It's Not a "Labor Shortage" - It's a Wage Shortage
It's crucial to debunk the anecdote-laden myth of a "massive labor shortage" that's resulting in the premature cutting of essential pandemic-relief benefits
Publisher’s Riff
A wave of 21 states thus far have decided to shut down extended federal unemployment benefits, the extra $300-a-week that have helped carry many of their residents through a pandemic economy that’s not fully recovered. The reason: “generous unemployment benefits” (which is a constant and very misleading media refrain based on acceptable societal stinginess) are keeping people at home and thus driving a critical “labor shortage.”
With so many states axing federal unemployment benefits - which were set to expire in September - there has been little counter-narrative to push back against an assumption based on anxious anecdotes versus what data show. That will lead to more states either outright rejecting federal benefits or claiming (as in the case of Pennsylvania) that specific types of extended relief are no longer needed due to signs of fewer unemployed people. Yet, there is no real “labor shortage” happening: workers are rejecting wage and benefit shortages in a market filled with too many low-wage jobs. Many workers have calculated that they’re in an even more precarious state if forced to take a low-wage and high health risk job (with few or non-existent benefits) that can’t keep up with current costs of living. Hence, is it worth the risk? Economic Policy Institute’s Heidi Sheirholz lays out a beautiful rebuttal of the dominant “labor shortage” theme ..
One question people raise is whether the expanded pandemic unemployment benefits keep workers from taking jobs. Right now, for example, unemployed workers who receive unemployment insurance benefits get not just the (very meager) level of benefits they would get under normal benefits formulas, but an additional $300 a week. That means that some very low-wage workers—like many restaurant workers—may receive more in unemployment benefits than they would at a job. Is this making jobs hard to fill? There was a lot of fuss about this same question a year ago, when workers were getting a $600 additional benefit a week. There were several rigorous papers that looked at this question, and they all found extremely limited labor supply effects of that additional weekly benefit. If the $600 a week wasn’t keeping people from taking jobs then, it’s hard to imagine that a benefit half that large is having that effect now.
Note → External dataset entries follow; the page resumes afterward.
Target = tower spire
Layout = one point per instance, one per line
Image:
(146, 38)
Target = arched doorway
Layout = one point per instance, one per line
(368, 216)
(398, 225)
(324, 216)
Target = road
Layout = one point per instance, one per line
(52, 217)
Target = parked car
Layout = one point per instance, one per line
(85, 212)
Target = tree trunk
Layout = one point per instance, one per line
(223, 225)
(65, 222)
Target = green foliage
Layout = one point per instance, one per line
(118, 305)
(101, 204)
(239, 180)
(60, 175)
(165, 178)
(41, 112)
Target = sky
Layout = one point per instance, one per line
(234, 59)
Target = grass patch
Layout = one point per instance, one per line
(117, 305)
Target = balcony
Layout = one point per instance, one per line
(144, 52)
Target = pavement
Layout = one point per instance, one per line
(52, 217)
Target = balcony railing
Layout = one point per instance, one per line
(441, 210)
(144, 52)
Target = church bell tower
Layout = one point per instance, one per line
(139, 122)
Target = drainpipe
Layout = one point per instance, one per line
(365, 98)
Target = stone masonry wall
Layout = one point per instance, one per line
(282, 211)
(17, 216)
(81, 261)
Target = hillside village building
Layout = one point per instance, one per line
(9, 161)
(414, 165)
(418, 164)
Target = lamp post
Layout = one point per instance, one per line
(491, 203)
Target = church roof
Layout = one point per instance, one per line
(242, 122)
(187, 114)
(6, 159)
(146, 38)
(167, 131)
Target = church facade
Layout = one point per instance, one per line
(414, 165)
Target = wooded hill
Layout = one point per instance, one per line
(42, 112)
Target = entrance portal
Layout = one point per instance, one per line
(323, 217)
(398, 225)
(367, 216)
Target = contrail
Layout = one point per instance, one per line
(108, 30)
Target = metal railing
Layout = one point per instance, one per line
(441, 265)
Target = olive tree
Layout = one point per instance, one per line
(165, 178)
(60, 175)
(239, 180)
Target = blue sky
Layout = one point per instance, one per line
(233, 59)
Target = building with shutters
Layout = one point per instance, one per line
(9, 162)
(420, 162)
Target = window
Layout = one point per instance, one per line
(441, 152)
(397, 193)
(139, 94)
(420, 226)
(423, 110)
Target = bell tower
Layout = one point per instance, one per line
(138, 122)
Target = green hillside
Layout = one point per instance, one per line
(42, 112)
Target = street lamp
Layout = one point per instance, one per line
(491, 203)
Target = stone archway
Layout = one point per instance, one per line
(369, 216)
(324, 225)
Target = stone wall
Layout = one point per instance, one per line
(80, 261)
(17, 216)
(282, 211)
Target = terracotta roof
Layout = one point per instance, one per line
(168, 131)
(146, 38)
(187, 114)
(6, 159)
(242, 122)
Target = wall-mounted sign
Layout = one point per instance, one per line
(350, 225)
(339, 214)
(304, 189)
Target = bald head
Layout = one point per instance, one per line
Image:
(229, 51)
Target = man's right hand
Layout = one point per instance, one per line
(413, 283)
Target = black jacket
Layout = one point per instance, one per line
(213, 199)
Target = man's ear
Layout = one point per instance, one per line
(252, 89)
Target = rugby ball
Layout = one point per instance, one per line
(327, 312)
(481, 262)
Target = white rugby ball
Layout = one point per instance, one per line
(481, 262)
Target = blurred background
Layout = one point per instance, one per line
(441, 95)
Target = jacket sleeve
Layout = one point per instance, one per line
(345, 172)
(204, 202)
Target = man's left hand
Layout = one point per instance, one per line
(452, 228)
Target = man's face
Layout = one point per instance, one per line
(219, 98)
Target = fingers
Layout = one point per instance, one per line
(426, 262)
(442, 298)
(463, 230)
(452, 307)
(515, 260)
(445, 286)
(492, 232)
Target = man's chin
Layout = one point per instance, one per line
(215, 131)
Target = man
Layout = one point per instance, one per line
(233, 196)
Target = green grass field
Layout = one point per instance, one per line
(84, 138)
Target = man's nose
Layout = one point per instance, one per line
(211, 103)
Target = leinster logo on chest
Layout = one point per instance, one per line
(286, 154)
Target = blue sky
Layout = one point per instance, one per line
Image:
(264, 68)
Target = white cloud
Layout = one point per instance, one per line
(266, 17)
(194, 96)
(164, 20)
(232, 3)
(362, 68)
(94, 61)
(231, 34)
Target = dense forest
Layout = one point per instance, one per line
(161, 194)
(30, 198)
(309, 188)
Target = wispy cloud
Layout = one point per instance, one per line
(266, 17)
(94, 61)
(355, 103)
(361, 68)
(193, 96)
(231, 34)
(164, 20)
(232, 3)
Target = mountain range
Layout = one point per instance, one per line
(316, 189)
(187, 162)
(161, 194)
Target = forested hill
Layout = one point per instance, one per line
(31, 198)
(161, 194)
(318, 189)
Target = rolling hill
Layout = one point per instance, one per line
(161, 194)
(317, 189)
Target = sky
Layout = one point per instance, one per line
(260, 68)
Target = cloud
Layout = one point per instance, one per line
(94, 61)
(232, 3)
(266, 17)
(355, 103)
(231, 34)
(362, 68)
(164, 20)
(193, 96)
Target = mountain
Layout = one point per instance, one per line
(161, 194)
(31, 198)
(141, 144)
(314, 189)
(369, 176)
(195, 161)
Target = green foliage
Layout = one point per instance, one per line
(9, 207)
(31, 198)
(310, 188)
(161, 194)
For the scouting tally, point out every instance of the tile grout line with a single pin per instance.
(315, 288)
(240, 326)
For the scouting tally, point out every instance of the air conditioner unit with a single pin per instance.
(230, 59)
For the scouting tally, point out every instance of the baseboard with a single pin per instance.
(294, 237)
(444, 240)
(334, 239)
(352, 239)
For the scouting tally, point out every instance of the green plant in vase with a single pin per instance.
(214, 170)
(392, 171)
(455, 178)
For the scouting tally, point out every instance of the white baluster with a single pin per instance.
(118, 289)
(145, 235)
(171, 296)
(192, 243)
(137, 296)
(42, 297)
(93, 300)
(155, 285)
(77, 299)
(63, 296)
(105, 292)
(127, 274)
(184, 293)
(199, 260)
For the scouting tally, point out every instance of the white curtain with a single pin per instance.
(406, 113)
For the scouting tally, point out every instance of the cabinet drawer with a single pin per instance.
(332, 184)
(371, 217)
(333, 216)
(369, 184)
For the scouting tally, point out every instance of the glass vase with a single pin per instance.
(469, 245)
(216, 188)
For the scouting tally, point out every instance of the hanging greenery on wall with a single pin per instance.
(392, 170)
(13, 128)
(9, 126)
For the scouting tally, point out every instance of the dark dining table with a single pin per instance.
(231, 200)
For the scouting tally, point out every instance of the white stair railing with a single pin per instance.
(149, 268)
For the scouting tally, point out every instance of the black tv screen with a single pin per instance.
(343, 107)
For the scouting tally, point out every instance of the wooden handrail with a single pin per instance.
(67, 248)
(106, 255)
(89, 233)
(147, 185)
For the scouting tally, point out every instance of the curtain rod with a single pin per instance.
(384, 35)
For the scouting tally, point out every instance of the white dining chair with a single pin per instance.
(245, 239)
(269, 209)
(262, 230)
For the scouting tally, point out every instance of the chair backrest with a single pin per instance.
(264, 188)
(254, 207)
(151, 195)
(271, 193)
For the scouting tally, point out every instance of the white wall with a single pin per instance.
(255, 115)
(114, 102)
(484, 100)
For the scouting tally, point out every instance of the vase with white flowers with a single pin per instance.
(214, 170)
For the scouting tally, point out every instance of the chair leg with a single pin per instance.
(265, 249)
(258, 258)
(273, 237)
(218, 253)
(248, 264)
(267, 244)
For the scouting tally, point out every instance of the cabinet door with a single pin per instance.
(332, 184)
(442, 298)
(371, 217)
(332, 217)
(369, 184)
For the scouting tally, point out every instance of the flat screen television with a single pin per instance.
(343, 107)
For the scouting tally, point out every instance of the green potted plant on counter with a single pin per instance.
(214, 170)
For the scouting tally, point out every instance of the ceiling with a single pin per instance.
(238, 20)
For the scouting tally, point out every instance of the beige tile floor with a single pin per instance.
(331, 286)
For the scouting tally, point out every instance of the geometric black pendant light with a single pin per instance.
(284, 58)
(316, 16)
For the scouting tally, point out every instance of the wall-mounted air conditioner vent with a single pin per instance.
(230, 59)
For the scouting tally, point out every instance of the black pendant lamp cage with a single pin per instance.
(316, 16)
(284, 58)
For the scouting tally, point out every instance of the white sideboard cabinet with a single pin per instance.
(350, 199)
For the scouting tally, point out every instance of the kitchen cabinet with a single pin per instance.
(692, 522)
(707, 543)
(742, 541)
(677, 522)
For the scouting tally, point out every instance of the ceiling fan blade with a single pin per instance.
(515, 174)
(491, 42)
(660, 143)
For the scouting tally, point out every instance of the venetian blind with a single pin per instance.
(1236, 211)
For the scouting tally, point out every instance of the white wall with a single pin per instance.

Sheirholz also makes another important point that should raise concern and also further obliterates the “labor shortage” argument …
[T]here are far more unemployed people than available jobs in the current labor market. In the latest data on job openings, there were nearly 40% more unemployed workers than job openings overall, and more than 80% more unemployed workers than job openings in the leisure and hospitality sector.
Wage Growth
Wage shortages were always a big problem long before pandemic. First: with the federal minimum wage standard still set at $7.25/hour, there’s not much policy push on employers to raise wages in industries already suffering from sub-standard wages. Second: the current conversation on “labor shortages” could present a major opportunity for public discourse to understand how truly obscene current wage shortages are, particulary at a time of increased living costs and other pressures. But, more importantly, we should be having a discussion on how much U.S. productivity has spiked over the past several decades while wages have, generally, remained flat. When that gap is illustrated, it’s just striking and quite sobering to look at …
This is why clear cut data is absolutely important in conversations like this versus a tendency to embrace anecdotes. There are certain interests at work who seem eager to have workers earn as little as possible while having their purses/pockets simultaneously squeezed by increasingly harder living. Many workers seemed to have, instinctively, caught on to that and almost triggered a movement moment. That moment will now be short-lived. Removing a crucial survival layer of additional unemployment benefits is not an experiment in whether or not those same benefits are a drag on the labor market. It is, instead, a cruel form of forced take-it-or-go-hungry labor not too far removed from its cousin, slavery.